Il successo di TSITP non si limita agli schermi. Su TikTok, fancam e video teorici accumulano migliaia di visualizzazioni, mentre Reddit ospita thread interminabili su “Team Conrad” contro “Team Jeremiah”; feste di addio al nubilato e cene a tema Cousins Beach si moltiplicano…non si tratta solo di guardare una serie, ma di viverla come un’esperienza condivisa e il pubblico non è affatto ristretto agli adolescenti. I dati parlano chiaro: 25 milioni di spettatori nei primi due episodi della terza stagione, con la fascia più fedele composta da donne tra i 25 e i 54 anni.
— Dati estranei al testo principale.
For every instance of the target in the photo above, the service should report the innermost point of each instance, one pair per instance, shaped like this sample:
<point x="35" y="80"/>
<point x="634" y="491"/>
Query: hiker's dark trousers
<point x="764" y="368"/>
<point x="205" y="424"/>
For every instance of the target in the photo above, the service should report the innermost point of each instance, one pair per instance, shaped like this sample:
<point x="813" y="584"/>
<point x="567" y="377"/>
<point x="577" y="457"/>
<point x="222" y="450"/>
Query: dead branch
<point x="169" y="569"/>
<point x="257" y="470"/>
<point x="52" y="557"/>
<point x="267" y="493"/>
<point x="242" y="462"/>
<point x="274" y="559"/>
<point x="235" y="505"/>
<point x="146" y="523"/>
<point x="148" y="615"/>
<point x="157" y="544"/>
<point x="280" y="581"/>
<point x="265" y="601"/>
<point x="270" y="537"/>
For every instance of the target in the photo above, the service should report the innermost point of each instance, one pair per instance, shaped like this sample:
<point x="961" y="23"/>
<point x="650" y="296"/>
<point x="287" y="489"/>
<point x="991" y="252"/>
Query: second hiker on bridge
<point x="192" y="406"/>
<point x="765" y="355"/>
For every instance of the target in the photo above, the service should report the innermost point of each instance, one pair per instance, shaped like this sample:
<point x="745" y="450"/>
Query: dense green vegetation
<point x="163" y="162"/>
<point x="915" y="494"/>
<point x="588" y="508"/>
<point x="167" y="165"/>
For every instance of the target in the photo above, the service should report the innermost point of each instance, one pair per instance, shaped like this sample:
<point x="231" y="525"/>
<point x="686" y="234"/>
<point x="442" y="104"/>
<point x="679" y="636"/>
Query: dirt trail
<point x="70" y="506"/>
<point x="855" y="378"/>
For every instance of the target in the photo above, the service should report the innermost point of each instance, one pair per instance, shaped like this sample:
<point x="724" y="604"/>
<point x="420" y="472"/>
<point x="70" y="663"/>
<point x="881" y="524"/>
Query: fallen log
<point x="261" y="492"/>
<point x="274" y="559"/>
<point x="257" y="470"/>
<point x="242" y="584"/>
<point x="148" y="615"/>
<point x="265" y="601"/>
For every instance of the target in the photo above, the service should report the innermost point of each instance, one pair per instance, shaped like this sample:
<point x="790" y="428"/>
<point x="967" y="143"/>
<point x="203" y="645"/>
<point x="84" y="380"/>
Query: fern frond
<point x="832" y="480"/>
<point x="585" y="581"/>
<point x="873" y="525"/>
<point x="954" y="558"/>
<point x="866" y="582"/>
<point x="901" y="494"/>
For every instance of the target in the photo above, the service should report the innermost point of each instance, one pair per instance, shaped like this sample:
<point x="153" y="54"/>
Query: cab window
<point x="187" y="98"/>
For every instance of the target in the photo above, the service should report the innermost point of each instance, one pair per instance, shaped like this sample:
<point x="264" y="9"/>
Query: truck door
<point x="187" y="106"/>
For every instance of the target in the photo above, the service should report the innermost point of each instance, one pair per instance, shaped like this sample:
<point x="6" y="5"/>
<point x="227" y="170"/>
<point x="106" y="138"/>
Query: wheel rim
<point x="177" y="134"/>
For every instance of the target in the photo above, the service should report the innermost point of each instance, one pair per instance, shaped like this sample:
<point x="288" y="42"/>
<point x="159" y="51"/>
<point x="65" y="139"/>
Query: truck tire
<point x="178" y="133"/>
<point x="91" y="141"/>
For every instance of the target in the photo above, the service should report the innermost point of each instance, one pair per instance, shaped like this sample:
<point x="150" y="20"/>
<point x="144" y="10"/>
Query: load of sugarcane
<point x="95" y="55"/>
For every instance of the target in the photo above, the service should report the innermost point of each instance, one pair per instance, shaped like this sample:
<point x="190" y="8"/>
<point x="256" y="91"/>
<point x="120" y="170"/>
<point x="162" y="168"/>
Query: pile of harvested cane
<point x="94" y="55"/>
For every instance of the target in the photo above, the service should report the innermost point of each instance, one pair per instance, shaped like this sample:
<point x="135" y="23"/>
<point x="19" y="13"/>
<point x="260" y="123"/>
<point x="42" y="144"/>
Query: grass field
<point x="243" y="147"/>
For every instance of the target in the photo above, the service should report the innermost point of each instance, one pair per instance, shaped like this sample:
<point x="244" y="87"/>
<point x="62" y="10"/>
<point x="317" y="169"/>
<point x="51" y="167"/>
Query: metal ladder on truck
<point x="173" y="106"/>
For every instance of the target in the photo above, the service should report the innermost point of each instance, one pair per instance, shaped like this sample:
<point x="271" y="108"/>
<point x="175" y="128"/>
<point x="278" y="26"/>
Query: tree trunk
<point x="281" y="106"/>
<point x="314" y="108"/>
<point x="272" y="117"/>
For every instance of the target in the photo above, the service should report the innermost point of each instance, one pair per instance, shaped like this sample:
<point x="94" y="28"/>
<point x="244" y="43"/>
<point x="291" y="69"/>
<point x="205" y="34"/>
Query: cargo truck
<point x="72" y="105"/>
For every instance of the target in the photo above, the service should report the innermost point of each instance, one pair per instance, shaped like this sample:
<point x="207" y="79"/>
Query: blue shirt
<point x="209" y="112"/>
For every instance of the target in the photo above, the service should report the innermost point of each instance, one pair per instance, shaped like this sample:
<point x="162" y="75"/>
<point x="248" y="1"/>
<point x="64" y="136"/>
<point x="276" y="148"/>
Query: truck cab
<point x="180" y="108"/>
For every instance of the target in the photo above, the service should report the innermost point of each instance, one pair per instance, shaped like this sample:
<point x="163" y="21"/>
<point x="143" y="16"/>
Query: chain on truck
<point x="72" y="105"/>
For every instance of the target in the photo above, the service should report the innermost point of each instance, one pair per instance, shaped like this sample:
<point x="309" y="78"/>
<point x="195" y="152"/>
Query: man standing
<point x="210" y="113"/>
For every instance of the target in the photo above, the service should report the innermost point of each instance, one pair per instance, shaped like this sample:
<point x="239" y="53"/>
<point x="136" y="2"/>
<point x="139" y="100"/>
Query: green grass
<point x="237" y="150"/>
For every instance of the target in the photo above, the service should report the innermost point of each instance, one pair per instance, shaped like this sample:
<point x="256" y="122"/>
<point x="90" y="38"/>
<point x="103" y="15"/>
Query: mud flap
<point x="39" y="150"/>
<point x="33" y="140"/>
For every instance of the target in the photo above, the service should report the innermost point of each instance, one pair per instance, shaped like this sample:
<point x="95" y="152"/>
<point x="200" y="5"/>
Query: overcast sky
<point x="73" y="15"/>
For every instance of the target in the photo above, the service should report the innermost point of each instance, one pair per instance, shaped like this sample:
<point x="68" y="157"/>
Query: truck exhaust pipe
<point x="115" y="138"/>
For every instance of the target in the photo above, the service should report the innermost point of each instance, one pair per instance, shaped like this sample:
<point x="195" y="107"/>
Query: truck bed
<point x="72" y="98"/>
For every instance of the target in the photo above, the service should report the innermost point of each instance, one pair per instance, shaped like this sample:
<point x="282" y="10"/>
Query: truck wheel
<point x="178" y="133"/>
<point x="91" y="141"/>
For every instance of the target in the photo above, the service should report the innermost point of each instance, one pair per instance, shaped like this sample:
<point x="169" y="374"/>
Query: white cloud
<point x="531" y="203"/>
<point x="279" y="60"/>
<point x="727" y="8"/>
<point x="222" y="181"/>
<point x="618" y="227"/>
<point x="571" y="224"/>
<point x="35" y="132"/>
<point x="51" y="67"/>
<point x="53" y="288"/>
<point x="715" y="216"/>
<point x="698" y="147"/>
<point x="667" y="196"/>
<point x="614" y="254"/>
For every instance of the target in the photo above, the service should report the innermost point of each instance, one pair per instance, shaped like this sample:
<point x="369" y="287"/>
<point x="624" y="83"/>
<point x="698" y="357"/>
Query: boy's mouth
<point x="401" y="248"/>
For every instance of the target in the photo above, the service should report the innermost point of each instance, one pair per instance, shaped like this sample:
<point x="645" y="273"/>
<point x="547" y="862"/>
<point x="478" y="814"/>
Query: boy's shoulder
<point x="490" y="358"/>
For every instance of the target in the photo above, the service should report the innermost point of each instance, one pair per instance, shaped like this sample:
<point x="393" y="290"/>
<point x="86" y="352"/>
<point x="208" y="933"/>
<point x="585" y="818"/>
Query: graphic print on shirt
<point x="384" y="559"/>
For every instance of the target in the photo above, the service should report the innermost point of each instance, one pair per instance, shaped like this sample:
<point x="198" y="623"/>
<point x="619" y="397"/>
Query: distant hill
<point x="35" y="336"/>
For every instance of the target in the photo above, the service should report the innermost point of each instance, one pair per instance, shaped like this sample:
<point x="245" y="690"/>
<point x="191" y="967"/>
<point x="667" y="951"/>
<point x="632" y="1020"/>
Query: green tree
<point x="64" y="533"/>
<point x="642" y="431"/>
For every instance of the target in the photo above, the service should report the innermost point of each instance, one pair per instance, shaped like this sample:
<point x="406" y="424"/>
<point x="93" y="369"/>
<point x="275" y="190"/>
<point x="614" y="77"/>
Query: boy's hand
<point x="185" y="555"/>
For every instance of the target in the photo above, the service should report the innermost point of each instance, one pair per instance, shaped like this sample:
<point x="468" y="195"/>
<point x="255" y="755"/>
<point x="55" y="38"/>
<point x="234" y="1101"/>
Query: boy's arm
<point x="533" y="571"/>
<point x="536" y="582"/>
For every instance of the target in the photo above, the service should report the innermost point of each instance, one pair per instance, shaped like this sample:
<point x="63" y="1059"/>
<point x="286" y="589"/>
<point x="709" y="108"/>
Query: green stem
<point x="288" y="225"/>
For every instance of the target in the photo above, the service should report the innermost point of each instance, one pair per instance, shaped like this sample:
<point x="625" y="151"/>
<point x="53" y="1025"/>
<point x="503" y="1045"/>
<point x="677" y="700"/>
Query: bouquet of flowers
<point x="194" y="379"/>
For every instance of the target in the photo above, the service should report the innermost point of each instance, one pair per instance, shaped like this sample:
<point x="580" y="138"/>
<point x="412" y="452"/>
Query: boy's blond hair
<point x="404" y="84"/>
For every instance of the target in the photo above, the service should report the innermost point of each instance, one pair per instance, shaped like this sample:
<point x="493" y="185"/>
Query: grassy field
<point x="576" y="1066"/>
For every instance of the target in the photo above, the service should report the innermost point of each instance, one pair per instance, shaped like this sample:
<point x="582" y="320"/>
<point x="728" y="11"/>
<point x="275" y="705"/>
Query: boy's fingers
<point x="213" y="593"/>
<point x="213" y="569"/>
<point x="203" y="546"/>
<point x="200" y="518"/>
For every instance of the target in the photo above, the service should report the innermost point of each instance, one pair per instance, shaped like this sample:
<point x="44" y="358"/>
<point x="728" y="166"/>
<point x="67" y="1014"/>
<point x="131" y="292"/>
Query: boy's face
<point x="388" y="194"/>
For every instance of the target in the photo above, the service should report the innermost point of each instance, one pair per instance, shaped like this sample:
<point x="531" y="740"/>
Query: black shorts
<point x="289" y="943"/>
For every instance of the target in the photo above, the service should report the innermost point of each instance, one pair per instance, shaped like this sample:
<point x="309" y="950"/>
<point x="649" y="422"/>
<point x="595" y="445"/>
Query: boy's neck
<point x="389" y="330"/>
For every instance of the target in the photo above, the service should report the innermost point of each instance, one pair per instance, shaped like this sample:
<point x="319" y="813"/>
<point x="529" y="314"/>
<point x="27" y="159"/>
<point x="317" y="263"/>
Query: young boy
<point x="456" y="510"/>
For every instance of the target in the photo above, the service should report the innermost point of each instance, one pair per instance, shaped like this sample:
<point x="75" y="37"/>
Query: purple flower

Insomma, non sono solo i giovanissimi a dibattere se Conrad o Jeremiah sia il fratello giusto: diverse generazioni sono risucchiate nella discussione.
Il dibattito, però, si è acceso al punto che Amazon ha dovuto intervenire: i toni sui social stavano diventando aggressivi, tra flame, insulti e vere e proprie “guerre di fandom”. L’account ufficiale della serie ha invitato i fan ad abbassare i toni e a ricordarsi che The Summer I Turned Pretty è una storia che parla d’amore e crescita, non di rivalità tossiche: una mossa necessaria, che dimostra quanto la serie sia diventata più di un semplice intrattenimento.
Quando i brand cavalcano l’onda
Il fascino di The Summer I Turned Pretty non è sfuggito ai grandi marchi, che hanno trovato nello show un trampolino perfetto per raggiungere Gen Z e Millennial.
- Catbird, gioielliere di Brooklyn, ha reso virale il Diamond Fizz Ring, trasformando un semplice anello in oggetto del desiderio da TikTok a Pinterest.
- Olly ha piazzato le sue caramelle gommose in varie puntate di ogni stagione, un product placement ironicamente perfetto vista la storia piena di stress.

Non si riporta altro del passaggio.